Is the Ideal Ratio Mask Really the Best? – Exploring the Best Extraction Performance and Optimal Mask of Mask-based Beamformers

paper_url: http://arxiv.org/abs/2309.12065
repo_url: None
paper_authors: Atsuo Hiroe, Katsutoshi Itoyama, Kazuhiro Nakadai
for: 这个研究探讨了面具基于的扩音器（BF），它们使用时间频率面具来提取目标语音。虽然已经有很多BF方法被提出，但以下几个方面还没有得到全面的探讨：1）哪种BF可以提供最好的提取性能？2）最佳面具是固定的？3）面具是否与理想的干扰面具（IRM）一样？
methods: 我们 investigate这些问题，考虑四种面具基于的BF：最大信号噪声比BF、其两种变体、以及多通道维因纳Filter（MWF）BF。为了获得每种BF的优化面具，我们使用一种通过每个语音样本的方差平方误差来最小化BF输出与目标语音之间的差异的方法。
results: 通过CHiME-3数据集的实验，我们发现四种BF都可以达到理想MWFBF的上限性能，但是每种BF的优化面具与IRM不同。这与传统的想法不同，即最佳面具是共同的，并且每种BF的最高性能都不同。因此，这个研究对面具基于BF的设计提供了贡献。

Abstract
This study investigates mask-based beamformers (BFs), which estimate filters to extract target speech using time-frequency masks. Although several BF methods have been proposed, the following aspects are yet to be comprehensively investigated. 1) Which BF can provide the best extraction performance in terms of the closeness of the BF output to the target speech? 2) Is the optimal mask for the best performance common for all BFs? 3) Is the ideal ratio mask (IRM) identical to the optimal mask? Accordingly, we investigate these issues considering four mask-based BFs: the maximum signal-to-noise ratio BF, two variants of this, and the multichannel Wiener filter (MWF) BF. To obtain the optimal mask corresponding to the peak performance for each BF, we employ an approach that minimizes the mean square error between the BF output and target speech for each utterance.

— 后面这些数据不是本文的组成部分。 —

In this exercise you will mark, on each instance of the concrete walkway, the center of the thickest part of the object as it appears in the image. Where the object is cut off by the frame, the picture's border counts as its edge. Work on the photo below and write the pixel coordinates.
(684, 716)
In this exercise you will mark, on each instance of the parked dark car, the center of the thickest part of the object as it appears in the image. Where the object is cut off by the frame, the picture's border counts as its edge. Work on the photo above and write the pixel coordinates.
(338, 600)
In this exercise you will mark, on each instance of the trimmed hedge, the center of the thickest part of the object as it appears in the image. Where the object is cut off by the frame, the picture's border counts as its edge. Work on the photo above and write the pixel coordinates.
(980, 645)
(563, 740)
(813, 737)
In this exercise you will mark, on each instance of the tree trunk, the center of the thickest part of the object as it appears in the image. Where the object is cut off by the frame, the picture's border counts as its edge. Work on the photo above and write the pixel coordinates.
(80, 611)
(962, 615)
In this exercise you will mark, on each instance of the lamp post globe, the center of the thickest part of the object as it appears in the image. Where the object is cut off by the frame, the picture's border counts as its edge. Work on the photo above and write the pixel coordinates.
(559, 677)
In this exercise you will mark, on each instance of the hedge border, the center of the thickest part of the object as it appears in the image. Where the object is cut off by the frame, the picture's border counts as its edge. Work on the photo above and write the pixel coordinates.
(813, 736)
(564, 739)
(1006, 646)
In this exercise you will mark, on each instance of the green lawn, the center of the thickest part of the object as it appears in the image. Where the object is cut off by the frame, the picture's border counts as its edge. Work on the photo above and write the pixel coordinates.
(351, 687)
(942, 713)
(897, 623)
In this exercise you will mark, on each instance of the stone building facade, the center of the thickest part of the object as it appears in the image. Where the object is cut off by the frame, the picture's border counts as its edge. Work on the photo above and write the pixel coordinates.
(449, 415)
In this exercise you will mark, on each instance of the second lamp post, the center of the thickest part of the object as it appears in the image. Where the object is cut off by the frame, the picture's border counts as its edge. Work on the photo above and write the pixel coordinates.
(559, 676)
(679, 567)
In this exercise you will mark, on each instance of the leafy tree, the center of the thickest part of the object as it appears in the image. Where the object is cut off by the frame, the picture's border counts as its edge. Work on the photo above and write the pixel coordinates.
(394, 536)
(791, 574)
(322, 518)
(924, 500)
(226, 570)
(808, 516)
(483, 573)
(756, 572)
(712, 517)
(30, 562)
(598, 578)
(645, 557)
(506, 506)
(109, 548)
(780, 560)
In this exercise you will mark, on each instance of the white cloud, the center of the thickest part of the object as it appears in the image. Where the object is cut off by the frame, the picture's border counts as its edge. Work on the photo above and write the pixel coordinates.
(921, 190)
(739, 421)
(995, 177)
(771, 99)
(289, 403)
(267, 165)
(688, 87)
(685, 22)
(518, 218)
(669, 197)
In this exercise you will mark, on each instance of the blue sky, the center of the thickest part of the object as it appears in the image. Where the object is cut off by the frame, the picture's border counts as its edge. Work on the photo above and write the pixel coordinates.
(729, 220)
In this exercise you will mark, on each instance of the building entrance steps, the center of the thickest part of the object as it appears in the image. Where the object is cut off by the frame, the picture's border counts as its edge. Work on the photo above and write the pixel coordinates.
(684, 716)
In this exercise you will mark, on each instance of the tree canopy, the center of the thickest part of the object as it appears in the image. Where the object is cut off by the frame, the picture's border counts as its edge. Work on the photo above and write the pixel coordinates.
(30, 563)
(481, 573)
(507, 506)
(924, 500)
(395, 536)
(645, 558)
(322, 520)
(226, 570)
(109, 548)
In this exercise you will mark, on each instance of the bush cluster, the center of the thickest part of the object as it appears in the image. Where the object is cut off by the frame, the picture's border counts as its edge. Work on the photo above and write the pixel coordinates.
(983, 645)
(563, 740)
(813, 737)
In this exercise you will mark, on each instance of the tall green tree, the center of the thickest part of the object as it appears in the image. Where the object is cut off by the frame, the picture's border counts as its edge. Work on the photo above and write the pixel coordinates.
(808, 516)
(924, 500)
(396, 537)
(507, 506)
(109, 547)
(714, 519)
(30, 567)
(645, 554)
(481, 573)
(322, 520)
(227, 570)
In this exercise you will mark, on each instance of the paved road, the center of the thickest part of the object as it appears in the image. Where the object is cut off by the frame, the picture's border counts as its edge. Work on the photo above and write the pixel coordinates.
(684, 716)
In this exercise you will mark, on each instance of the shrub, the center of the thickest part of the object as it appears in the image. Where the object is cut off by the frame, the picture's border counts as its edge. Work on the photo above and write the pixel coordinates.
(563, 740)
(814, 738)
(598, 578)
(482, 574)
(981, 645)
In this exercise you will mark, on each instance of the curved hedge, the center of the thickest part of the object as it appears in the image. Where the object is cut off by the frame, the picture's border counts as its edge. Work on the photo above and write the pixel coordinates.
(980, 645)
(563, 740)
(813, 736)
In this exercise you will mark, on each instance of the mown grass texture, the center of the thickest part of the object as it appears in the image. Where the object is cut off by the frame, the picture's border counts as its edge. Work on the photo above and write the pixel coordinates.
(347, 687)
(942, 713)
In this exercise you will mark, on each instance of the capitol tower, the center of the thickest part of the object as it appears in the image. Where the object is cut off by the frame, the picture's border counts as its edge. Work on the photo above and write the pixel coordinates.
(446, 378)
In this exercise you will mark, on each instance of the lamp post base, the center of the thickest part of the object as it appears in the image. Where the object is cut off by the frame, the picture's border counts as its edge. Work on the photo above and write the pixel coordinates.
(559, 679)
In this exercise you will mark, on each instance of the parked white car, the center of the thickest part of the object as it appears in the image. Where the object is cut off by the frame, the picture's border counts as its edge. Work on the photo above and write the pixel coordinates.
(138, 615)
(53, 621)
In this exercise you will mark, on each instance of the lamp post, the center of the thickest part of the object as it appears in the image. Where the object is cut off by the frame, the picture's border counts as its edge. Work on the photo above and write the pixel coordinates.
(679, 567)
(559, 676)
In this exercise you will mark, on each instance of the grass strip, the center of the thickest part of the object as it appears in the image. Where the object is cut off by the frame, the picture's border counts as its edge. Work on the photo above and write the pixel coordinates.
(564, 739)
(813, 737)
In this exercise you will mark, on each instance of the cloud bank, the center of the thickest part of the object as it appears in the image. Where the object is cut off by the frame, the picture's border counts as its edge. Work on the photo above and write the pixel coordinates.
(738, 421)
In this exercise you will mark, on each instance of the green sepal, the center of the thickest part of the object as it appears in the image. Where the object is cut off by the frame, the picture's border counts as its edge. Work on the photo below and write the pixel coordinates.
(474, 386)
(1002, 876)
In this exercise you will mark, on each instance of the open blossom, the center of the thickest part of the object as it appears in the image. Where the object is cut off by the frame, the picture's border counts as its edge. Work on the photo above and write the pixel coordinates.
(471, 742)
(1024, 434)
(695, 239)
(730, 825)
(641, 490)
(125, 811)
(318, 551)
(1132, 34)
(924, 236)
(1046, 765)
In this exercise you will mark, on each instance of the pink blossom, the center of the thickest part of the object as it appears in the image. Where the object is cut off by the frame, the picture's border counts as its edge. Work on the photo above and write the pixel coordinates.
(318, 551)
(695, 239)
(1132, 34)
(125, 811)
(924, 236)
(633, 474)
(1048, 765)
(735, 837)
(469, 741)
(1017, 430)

Via the experiments with the CHiME-3 dataset, we verify that the four BFs have the same peak performance as the upper bound provided by the ideal MWF BF, whereas the optimal mask depends on the adopted BF and differs from the IRM. These observations differ from the conventional idea that the optimal mask is common for all BFs and that peak performance differs for each BF. Hence, this study contributes to the design of mask-based BFs.

摘要

Which BF can provide the best extraction performance in terms of the closeness of the BF output to the target speech?2. Is the optimal mask for the best performance common for all BFs?3. Is the ideal ratio mask (IRM) identical to the optimal mask?To investigate these issues, we considered four mask-based BFs: the maximum signal-to-noise ratio BF, two variants of this, and the multichannel Wiener filter (MWF) BF. We employed an approach that minimizes the mean square error between the BF output and target speech for each utterance to obtain the optimal mask corresponding to the peak performance for each BF.Through experiments with the CHiME-3 dataset, we found that the four BFs have the same peak performance as the upper bound provided by the ideal MWF BF, but the optimal mask depends on the adopted BF and differs from the IRM. These observations differ from the conventional idea that the optimal mask is common for all BFs and that peak performance differs for each BF. Therefore, this study contributes to the design of mask-based BFs.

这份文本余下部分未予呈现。